Figure 1. Hospital Process Composite Performance Scores.
Frequency distribution of hospital process composite performance scores in GWTG-R cohort Abbreviations: GWTG-R, Get With The Guidelines-Resuscitation
Table 1 shows the variation in use of individual guideline-recommended IHCA process quality of care measures among patients in our cohort. Hospitals in the highest quartile for the process composite performance had significantly higher adherence to all individual guideline measures for IHCA compared with hospitals in other quartiles. There was significant variability in adherence to guideline-recommended IHCA process quality of care measures.
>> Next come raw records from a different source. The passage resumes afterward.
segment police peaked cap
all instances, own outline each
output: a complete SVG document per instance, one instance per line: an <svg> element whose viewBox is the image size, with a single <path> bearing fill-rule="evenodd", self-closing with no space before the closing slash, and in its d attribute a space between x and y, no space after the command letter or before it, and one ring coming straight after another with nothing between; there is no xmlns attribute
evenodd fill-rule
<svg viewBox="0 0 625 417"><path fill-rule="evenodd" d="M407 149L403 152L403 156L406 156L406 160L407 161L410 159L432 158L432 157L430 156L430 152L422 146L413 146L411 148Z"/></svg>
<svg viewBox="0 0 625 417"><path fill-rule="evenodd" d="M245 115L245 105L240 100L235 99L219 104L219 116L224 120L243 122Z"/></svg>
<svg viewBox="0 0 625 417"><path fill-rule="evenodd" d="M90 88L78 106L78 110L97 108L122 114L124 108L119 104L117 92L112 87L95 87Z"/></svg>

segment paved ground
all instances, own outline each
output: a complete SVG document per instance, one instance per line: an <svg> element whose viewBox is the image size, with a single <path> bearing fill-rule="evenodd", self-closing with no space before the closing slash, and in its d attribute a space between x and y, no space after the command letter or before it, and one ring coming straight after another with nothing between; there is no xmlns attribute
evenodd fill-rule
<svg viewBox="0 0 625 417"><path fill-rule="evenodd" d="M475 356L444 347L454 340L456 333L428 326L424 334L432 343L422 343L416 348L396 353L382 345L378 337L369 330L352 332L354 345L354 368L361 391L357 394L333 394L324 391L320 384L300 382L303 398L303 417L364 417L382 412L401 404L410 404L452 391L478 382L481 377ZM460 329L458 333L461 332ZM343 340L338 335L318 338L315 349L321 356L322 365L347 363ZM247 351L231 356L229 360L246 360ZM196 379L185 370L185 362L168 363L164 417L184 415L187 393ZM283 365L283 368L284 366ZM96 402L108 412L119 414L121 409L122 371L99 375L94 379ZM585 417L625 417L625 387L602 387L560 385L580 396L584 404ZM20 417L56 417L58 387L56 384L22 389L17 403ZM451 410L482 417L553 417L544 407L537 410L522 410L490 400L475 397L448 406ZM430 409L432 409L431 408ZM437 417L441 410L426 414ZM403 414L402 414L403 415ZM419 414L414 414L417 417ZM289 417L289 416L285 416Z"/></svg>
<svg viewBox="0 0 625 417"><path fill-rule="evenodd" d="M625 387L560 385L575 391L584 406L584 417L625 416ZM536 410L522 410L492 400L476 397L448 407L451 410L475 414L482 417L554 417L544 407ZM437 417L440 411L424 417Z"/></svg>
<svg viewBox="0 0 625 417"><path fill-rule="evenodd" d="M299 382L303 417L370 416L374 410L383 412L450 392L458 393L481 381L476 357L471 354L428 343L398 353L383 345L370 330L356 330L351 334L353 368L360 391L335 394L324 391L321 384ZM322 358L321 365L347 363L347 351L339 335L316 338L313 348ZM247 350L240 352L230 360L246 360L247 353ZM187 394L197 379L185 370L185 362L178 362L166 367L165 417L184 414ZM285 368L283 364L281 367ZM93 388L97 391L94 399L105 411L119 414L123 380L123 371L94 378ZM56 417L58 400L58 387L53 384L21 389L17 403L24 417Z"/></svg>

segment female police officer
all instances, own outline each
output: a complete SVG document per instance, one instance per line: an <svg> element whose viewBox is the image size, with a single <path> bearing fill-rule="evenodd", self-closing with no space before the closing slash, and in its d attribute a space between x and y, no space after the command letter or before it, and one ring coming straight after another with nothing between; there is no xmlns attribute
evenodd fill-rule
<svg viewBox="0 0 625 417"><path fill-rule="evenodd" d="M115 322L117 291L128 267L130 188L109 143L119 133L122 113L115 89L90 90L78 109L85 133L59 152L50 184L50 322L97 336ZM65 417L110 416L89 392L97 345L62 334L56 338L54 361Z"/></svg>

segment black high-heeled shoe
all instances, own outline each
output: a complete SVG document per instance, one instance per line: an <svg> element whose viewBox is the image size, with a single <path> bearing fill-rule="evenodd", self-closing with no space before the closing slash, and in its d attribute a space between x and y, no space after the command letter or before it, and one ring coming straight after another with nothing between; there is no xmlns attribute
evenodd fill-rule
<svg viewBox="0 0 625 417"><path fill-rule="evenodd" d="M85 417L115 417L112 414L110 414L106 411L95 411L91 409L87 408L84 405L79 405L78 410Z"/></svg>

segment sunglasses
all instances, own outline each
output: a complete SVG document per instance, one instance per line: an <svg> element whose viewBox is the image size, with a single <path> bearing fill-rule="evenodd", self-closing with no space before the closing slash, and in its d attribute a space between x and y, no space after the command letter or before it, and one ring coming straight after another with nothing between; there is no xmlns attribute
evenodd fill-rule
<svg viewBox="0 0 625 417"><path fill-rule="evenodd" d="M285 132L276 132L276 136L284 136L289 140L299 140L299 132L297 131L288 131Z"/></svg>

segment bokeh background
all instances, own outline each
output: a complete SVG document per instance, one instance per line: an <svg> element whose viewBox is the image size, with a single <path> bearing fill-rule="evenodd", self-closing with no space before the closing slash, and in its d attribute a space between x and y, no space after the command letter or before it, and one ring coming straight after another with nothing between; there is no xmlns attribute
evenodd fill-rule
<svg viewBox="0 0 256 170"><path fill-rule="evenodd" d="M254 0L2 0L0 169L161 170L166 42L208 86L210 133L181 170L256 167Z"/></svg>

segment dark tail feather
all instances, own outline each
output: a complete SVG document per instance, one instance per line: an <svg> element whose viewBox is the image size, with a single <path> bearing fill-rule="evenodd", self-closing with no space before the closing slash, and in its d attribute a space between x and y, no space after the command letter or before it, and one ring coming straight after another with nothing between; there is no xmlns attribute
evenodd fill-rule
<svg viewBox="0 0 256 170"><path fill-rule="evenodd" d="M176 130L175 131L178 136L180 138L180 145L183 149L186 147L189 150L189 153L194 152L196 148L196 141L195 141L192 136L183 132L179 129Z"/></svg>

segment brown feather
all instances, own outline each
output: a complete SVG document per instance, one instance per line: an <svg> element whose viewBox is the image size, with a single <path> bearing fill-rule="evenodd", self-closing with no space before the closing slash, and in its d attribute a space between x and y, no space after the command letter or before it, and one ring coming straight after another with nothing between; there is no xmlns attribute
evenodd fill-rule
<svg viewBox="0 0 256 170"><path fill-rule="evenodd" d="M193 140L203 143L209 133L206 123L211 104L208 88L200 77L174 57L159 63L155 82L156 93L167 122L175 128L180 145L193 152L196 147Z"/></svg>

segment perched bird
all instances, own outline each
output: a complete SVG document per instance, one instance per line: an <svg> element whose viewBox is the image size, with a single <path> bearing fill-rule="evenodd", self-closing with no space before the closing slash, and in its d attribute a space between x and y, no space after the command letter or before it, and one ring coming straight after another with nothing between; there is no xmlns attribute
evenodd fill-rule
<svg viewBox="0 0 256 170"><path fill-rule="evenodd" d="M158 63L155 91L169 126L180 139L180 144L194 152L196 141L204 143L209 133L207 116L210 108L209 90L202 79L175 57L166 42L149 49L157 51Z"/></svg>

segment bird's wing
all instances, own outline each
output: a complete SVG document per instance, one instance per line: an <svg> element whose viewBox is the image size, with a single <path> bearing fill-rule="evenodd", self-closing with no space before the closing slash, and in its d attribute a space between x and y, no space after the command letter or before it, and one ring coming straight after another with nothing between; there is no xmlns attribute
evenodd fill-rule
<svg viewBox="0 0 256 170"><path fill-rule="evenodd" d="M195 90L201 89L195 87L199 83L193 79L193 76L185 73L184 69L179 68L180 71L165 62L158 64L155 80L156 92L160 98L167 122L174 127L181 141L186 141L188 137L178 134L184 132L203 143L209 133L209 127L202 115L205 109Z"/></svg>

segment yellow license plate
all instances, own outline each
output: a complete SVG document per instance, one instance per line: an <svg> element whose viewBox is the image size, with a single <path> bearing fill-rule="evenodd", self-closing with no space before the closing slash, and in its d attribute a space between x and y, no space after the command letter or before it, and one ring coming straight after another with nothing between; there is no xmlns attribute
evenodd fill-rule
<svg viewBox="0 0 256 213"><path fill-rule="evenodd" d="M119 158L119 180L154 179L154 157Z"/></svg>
The greatest increase across quartiles for hospital performance of individual measures was seen for confirmation of endotracheal tube placement (70.8% in quartile [Q]1 to 94.3% in Q4, p=0.014) and first defibrillation shock ≤2 minutes for VT/VF (49.4% in Q1 to 66.5% in Q4, p=0.01). The measures with both the greatest overall adherence and the lowest degree of variance (although significant) were: 1) monitored or witnessed cardiac events (p-value for increase across quartiles=0.004) and 2) time to first compressions ≤1 minute (p-value for increase across quartiles=0.014; Table 1).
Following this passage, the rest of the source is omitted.